“Look at this, Tom,” she insisted, and Jack joined her to inspect the impressively detailed but faded and unremarkable map. They needed to buy time for Violet to find the white pebble that told her which of the three expected men was in the Lockroom with them. Adelaide, ever practical, had also determined with Violet that a penny coin would mean someone unexpected, in which case Violet would need to improvise.
(Edwin had come up with three elegant and complicated ideas for charmed items, and three more ideas that were impossible because neither Jack nor Adelaide had any magic.
Robin had cleared his throat and said, “Er. Pebbles?”)
“And this is the map that you can use if a magician is in peril?” said Adelaide. “How thrilling. Could we see how it works? Not to spy on anyone, of course. I could name my aunt; I know she’ll be at home in Bath.”
Fawcett said, with the first hint of disapprobation, “I’m afraid not, Mrs. Pember. The magic of the Lockroom is not to be spent on demonstrations.”
“Quite right,” said Jack. “Why don’t you—” But before he could ask for a tedious amount of detail about the huge ledger lying flat on the table, there was a loud knocking on the main door to the Lockroom. Adelaide jumped.
“What the devil—excuse me, Mrs. Pember,” said Fawcett hurriedly. He raised his voice. “Who is that?”
“Mr. Fawcett? Alec Fawcett?” came an uncertain call. “Message for you, sir!”

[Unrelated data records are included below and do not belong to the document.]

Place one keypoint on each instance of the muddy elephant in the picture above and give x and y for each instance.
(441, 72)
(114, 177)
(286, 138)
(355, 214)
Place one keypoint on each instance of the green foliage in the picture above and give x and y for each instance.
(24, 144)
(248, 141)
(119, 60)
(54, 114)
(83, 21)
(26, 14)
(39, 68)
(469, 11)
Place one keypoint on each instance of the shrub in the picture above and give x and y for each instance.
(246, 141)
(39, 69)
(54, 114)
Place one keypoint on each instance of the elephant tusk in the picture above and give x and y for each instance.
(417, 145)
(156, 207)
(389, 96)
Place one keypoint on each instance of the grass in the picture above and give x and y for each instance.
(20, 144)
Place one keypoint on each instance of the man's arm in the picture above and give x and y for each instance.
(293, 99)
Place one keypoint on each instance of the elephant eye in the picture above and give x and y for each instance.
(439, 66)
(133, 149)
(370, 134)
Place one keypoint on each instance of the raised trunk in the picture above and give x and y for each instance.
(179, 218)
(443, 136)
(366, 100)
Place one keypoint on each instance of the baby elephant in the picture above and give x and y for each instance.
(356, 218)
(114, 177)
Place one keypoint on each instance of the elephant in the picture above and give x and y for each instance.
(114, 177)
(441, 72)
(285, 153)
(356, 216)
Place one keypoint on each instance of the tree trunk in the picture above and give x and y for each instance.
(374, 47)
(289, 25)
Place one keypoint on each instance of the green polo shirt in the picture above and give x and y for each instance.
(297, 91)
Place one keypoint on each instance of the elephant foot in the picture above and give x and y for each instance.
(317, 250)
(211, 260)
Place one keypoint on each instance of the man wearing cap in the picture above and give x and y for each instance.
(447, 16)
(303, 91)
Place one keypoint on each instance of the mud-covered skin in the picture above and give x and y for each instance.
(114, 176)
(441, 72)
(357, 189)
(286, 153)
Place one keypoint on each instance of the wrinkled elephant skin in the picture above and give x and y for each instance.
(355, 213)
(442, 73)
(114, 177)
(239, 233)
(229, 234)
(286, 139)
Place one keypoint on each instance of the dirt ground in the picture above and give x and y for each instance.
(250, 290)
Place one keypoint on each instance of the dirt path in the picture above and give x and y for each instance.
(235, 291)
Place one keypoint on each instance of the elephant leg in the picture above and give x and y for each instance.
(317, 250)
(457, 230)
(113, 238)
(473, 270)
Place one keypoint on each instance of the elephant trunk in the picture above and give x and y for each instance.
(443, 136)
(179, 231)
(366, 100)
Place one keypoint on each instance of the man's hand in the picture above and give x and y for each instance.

Fawcett went to open the door. The tall redheaded woman standing on the other side leaned on its frame dramatically, catching her breath. Behind her a gloomy physical corridor curled away to the side. “Message for you, sir. Someone told me you were down here—sent me along from the staffing office—I’m sorry it took so long, sir, I’ve only been working here a week and I got turned around when they said to take the corridor down from the archives—”
“All right, girl. Take it slowly. What’s the message?” said Fawcett.
“Something about your wife?” Violet, in her disguise, let her voice rise uncertainly.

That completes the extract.